I patched apply_fsdp2 in fsdp_utils.py like this:
https://github.com/volcengine/verl/blob/fc7df6f7f99bad09b394463c75bb64ef6a21191b/verl/utils/fsdp_utils.py#L507-L508
def apply_fsdp2(model, fsdp_kwargs, config, is_lora=False): # FIX: add is_lora param
"""model: AutoModelForCausalLM"""
assert CPUOffloadPolicy is not None, "PyTorch version >= 2.4 is required for using fully_shard API (FSDP2)"
default_transformer_cls_names_to_wrap = getattr(model, "_no_split_modules", None)
fsdp_transformer_layer_cls_to_wrap = config.get("wrap_policy", {}).get(
"transformer_layer_cls_to_wrap", default_transformer_cls_names_to_wrap
)
if isinstance(fsdp_transformer_layer_cls_to_wrap, str):
fsdp_transformer_layer_cls_to_wrap = [fsdp_transformer_layer_cls_to_wrap]
assert len(fsdp_transformer_layer_cls_to_wrap) > 0 and fsdp_transformer_layer_cls_to_wrap[0] is not None
lora_modules = [] # FIX: manage LoRA modules separately
transformer_modules = []
for name, module in model.named_modules():
##################################################################################
# FIX: identify LoRA modules (following lambda_policy_fn in get_fsdp_wrap_policy)
if is_lora and (
len(list(module.named_children())) == 0
and getattr(module, "weight", None) is not None
and module.weight.requires_grad
):
lora_modules.append(module)
##################################################################################
if module.__class__.__name__ in fsdp_transformer_layer_cls_to_wrap or (
isinstance(module, nn.Embedding) and not model.config.tie_word_embeddings
):
transformer_modules.append(module)
######################################################################################
# FIX: shard LoRA modules first
for idx, module in enumerate(lora_modules):
# if torch.distributed.is_initialized() and torch.distributed.get_rank() == 0:
# print(f"wrap LoRA module {module.__class__.__name__}")
with maybe_patch_fsdp_module(module):
fully_shard(module, **fsdp_kwargs)
######################################################################################
for idx, module in enumerate(transformer_modules):
# if torch.distributed.is_initialized() and torch.distributed.get_rank() == 0:
# print(f"wrap module {module.__class__.__name__}")
with maybe_patch_fsdp_module(module):
fully_shard(module, **fsdp_kwargs)
# if torch.distributed.is_initialized() and torch.distributed.get_rank() == 0:
# print(f"wrap module {model.__class__.__name__}")

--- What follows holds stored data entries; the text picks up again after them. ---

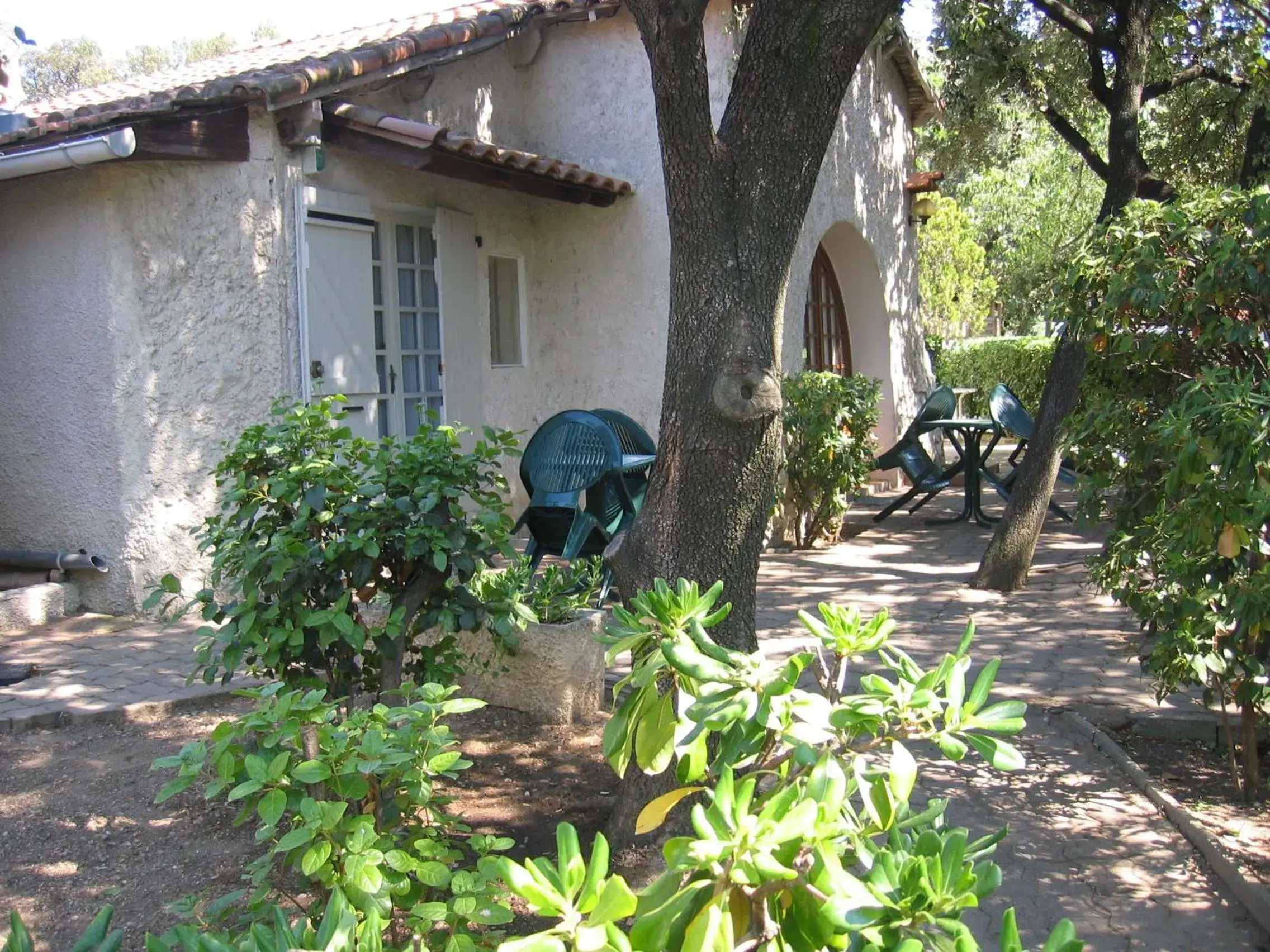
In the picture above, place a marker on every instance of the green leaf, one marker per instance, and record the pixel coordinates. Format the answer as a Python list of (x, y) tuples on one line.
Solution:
[(655, 736), (293, 838), (315, 857), (656, 811), (272, 806), (433, 874), (617, 902), (998, 753)]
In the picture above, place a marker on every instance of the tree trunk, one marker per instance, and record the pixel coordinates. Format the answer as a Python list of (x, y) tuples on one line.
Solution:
[(1009, 556), (1257, 150), (736, 203)]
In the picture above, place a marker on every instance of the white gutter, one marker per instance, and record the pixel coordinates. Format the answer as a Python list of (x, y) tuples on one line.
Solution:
[(74, 154)]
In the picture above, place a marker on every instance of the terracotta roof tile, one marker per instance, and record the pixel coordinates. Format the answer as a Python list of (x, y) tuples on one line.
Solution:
[(422, 135), (295, 70)]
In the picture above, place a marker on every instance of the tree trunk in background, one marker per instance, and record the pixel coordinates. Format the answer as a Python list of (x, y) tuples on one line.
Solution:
[(1257, 151), (1009, 556), (736, 203)]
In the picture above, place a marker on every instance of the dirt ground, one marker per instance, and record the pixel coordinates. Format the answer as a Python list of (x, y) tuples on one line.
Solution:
[(1199, 778), (80, 828)]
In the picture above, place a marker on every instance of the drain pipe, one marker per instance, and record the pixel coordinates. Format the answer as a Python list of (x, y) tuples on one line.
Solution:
[(63, 561), (74, 154)]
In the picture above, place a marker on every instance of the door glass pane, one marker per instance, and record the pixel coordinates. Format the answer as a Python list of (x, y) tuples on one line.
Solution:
[(430, 288), (405, 287), (381, 413), (410, 375), (405, 244), (409, 332), (431, 332)]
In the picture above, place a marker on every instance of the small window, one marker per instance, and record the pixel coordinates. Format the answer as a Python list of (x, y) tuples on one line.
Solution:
[(505, 311)]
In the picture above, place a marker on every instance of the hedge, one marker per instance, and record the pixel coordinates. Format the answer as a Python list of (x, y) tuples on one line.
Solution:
[(1020, 363)]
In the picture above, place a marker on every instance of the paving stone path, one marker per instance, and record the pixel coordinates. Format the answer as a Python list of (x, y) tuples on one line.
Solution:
[(96, 667), (1084, 843)]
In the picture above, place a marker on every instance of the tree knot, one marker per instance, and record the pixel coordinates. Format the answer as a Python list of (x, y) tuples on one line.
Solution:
[(747, 393)]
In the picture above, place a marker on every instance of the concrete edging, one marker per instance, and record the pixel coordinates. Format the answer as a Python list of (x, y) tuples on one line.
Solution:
[(1254, 897)]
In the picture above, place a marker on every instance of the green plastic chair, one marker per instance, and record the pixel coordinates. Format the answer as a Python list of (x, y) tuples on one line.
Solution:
[(909, 456), (571, 455), (1011, 417), (634, 441)]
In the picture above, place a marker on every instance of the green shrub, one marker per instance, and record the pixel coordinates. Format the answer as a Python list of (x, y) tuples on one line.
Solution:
[(1177, 304), (803, 833), (1020, 363), (514, 599), (314, 523), (355, 803), (828, 449)]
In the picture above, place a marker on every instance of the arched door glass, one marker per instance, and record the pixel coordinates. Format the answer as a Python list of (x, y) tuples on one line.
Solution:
[(826, 341)]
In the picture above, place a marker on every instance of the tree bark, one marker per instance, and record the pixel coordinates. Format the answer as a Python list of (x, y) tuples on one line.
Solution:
[(1257, 150), (1009, 556), (736, 202)]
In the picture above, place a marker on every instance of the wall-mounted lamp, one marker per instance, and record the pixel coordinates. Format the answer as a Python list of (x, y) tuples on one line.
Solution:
[(923, 184), (922, 211)]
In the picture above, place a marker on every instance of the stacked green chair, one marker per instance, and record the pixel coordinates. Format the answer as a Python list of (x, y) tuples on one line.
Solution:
[(634, 441), (909, 456), (1011, 417), (572, 454)]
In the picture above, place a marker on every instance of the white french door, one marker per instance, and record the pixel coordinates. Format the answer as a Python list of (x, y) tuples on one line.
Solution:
[(408, 334)]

with maybe_patch_fsdp_module(model):
fully_shard(model, **fsdp_kwargs) # fsdp2 will not reshard_after_forward for root module
Then I passed the new is_lora flag wherever apply_fsdp2 is called. In my setup that meant updating these two lines in fsdp_workers.py:
https://github.com/volcengine/verl/blob/fc7df6f7f99bad09b394463c75bb64ef6a21191b/verl/workers/fsdp_workers.py#L528
https://github.com/volcengine/verl/blob/fc7df6f7f99bad09b394463c75bb64ef6a21191b/verl/workers/fsdp_workers.py#L1409
apply_fsdp2(critic_module, fsdp_kwargs, fsdp_config, is_lora=self._is_lora)
I'm not sure if this is the proper fix, but at least it worked for me!